It often feels like, with graphic design, various companies are trying too hard. That’s certainly been the case in the last few years, when the likes of vivid colours and quirky designs have soared in popularity. What a relief that designers have now started retreating from this overbearing approach.
As 2020 unfolds, we can expect the theme of “less is more” to run right through graphic design efforts – perhaps including yours. Consider taking your cue from these emerging trends…
Forget the overly bright and punchy hues of years past; we’ll be toning those colours down in 2020. Yes, the same colours. Muted colours are so-called as they basically add black, white or a complementary hue to the original colour to diffuse its energy – or “mute” it, you could say.
A colour chart on the StartupNation site shows how this works with, for example, red, yellow, green, blue and purple. With all of these examples, “light muted” and “dark muted” variations are possible.
Minimalist Landing Pages
How often have you recently noticed, upon landing on a webpage from Google’s search results, that the page looks somewhat… sparse? PR Daily reveals that more brands have been purposefully stripping out elements from web interfaces to speed up loading times.

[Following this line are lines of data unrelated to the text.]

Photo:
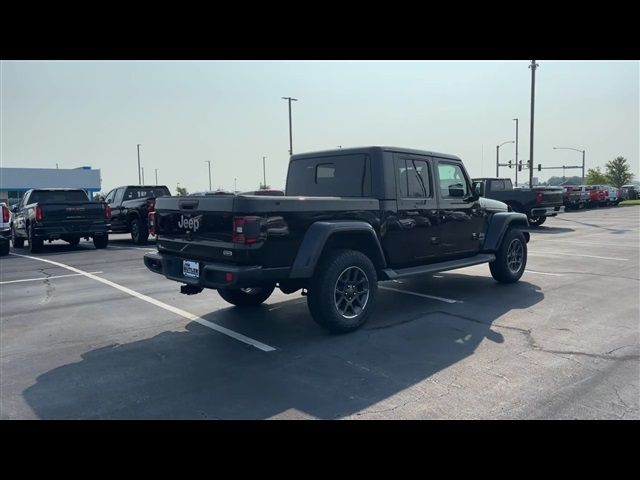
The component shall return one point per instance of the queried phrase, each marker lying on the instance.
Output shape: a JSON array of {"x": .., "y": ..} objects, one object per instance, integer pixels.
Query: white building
[{"x": 15, "y": 181}]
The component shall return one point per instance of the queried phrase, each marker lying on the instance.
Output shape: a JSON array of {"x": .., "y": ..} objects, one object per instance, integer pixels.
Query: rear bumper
[
  {"x": 546, "y": 211},
  {"x": 214, "y": 275},
  {"x": 5, "y": 236},
  {"x": 59, "y": 231}
]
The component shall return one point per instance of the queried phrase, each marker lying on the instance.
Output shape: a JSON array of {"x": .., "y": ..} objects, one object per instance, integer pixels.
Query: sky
[{"x": 183, "y": 113}]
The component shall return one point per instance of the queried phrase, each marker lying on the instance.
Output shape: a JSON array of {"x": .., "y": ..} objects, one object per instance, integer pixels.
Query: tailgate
[
  {"x": 196, "y": 227},
  {"x": 551, "y": 196},
  {"x": 73, "y": 212}
]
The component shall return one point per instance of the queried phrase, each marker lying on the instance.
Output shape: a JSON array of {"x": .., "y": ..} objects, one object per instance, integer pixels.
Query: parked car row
[
  {"x": 587, "y": 196},
  {"x": 536, "y": 203}
]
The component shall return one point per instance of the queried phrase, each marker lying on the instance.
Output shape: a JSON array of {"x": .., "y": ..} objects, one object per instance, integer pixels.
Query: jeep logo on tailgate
[{"x": 189, "y": 223}]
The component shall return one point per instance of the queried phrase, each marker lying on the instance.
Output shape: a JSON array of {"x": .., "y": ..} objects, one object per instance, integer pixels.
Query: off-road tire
[
  {"x": 500, "y": 267},
  {"x": 324, "y": 292}
]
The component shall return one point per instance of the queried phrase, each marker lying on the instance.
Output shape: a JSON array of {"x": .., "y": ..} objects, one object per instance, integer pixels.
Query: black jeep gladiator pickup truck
[
  {"x": 350, "y": 218},
  {"x": 537, "y": 203},
  {"x": 130, "y": 207},
  {"x": 59, "y": 213}
]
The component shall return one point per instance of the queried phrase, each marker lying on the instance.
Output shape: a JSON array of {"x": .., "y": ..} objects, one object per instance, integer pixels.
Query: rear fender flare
[{"x": 317, "y": 237}]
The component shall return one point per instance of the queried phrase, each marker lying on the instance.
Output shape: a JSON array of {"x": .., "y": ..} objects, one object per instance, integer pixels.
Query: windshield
[
  {"x": 146, "y": 192},
  {"x": 58, "y": 196}
]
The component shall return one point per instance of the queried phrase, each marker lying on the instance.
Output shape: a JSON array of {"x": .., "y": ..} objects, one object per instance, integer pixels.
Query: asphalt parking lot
[{"x": 95, "y": 335}]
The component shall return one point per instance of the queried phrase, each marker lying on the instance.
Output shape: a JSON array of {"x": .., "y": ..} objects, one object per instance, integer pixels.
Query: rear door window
[{"x": 332, "y": 176}]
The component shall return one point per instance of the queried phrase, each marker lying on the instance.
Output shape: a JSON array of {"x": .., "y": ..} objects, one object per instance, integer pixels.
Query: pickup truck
[
  {"x": 596, "y": 195},
  {"x": 59, "y": 213},
  {"x": 537, "y": 203},
  {"x": 130, "y": 207},
  {"x": 5, "y": 229},
  {"x": 573, "y": 197},
  {"x": 350, "y": 218}
]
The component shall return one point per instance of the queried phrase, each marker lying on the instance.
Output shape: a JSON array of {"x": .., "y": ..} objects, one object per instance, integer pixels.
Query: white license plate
[{"x": 190, "y": 269}]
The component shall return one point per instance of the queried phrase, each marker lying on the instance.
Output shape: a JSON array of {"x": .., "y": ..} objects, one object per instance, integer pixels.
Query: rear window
[
  {"x": 57, "y": 196},
  {"x": 141, "y": 192},
  {"x": 333, "y": 176}
]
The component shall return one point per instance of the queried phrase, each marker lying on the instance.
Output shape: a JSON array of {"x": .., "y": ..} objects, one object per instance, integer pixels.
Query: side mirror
[{"x": 456, "y": 190}]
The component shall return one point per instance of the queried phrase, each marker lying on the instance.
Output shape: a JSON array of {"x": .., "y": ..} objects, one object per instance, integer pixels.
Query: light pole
[
  {"x": 498, "y": 156},
  {"x": 516, "y": 120},
  {"x": 209, "y": 162},
  {"x": 139, "y": 175},
  {"x": 533, "y": 67},
  {"x": 575, "y": 150},
  {"x": 290, "y": 133}
]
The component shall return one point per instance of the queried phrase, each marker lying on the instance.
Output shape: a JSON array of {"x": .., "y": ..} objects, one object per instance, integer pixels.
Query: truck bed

That would be no small benefit when many web users are pressed for time. Such stripped-down designs also simplify the matter of making the interfaces easy to use across various devices.
A More “Organic” Look
When is a design not a design? When the different parts of it are assembled so naturally that it looks like anyone could have thrown it together. However, this “organic” look is deceptively simple, as it can be fiendishly tricky for a designer to get just right.
The organic approach can resonate especially well with audiences when you make it a key part of your firm’s philosophy rather than just its designs. Perhaps you could stick to sustainable packaging and materials and invest in a printing machine from Duplo International truly built to last.
Marty McFly might have time-travelled only as far into the future as 2015 in the second Back to the Future film, but he probably should’ve fast-forwarded another five years. That way, he could have uttered his “This is heavy!” catchphrase about the typography expected to take flight in 2020.
This typography is characterised by big, bold and thick strokes. As the heavy typefaces’ legibility could be at risk, Design Shack suggests that you augment them with easy-to-read supporting text.
Certain stock images just look overly staged; think those of employees jumping together or high-fiving each other. That’s not to say you can’t still use stock imagery to achieve an authentic-looking effect. You might just have to be more selective with those pictures.
Look for stock images that don’t try to capture a specific mood – think, for example, neutral-looking landscapes. You could also contact a photographer to impart your requirements and assess this creative professional’s ability to strike just the right balance.